It will be a long winter for millions of Americans who won’t be able to head to a sunny place for a vacation.
WalletHub says 33 million Americans, many of them Millennials, are tapped out and will stay home this winter, according to a new survey.
“It should be no surprise that 33 million Americans say they can’t afford to travel this winter. Even though unemployment is near record lows and the stock market is near record highs, there are a lot of things weighing on consumers financially right now,” according to WalletHub CEO Odysseas Papadimitriou.
What Things?
He says many cardholders are “racking up credit card debt at a pace reminiscent of the run-up to the Great Recession.” That’s when millions of cardholders, many suddenly unemployed, couldn’t pay card bills.
Papadimitriou adds that “student debt clearly is a problem.”
Indeed, some hoping to travel this holiday season are still paying last year’s debts, according to another study by NerdWallet.
“One in twelve Americans who put 2018 holiday travel expenses on a credit card are still paying for them,” says Kimberly Palmer, a personal finance expert with NerdWallet.
“Nearly two thirds who spent money on flights/hotels during the 2018 holiday season spent more than they planned to, with some taking cash from their savings or using their credit card to cover the additional costs,” she adds.
You Like Debt?
Part of the problem, according to NerdWallet, is about 40 percent of Americans “would rather go into debt paying for holiday travel than skip seeing their family for the holidays.”
The report found that the average holiday expenses on flights and hotels come to $1,105 put on a credit card.
A Long Island advisor says many of the problems of excessive debt are the result of “a lack of awareness of credit card debt.”
Charles Hughes, an advisor in Bayshore, New York, says cardholders, especially younger ones, need to “understand how destructive credit card interest is and how it will hurt them achieving long term goals.”
The Generations Split in America
An academic notes there is a generation gap in how different groups use credit cards.
Amanda Templeton, a business professor at Southern Utah University, notes the income difference between generations. She says this is why many Millennials won’t be able to travel this holiday season. But if they do, they will often do so by adding debt.
Baby boomers tend to pay for trips with cash while Millennials often use credit cards to finance trips, according to Templeton.

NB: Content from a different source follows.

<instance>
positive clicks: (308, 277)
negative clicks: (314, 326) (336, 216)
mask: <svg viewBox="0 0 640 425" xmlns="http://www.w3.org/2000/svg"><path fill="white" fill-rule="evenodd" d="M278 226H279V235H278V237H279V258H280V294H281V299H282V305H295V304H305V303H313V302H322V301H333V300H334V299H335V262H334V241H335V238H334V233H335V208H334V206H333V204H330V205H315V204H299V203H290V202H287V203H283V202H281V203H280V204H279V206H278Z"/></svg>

Millennials, she adds, are “more apt to treat themselves.”
Don’t Forget Revolving Versus Transacting
Before Millennials or anyone else treat themselves they should remember the commonsense spending rule of thumb that GregoryBresiger.com will preach until hell freezes over: Be a transactor. Never be a revolver.
Transactors pay off credit card bills each month and never pay interest, saving a small fortune over the course of decades of credit card use.
Revolvers pay tons of interest charges, along with higher charges in interest rates because they have poor credit ratings.
Transactors can afford to take winter vacations. Revolvers take vacations and dig themselves into deep credit card holes that they may never escape.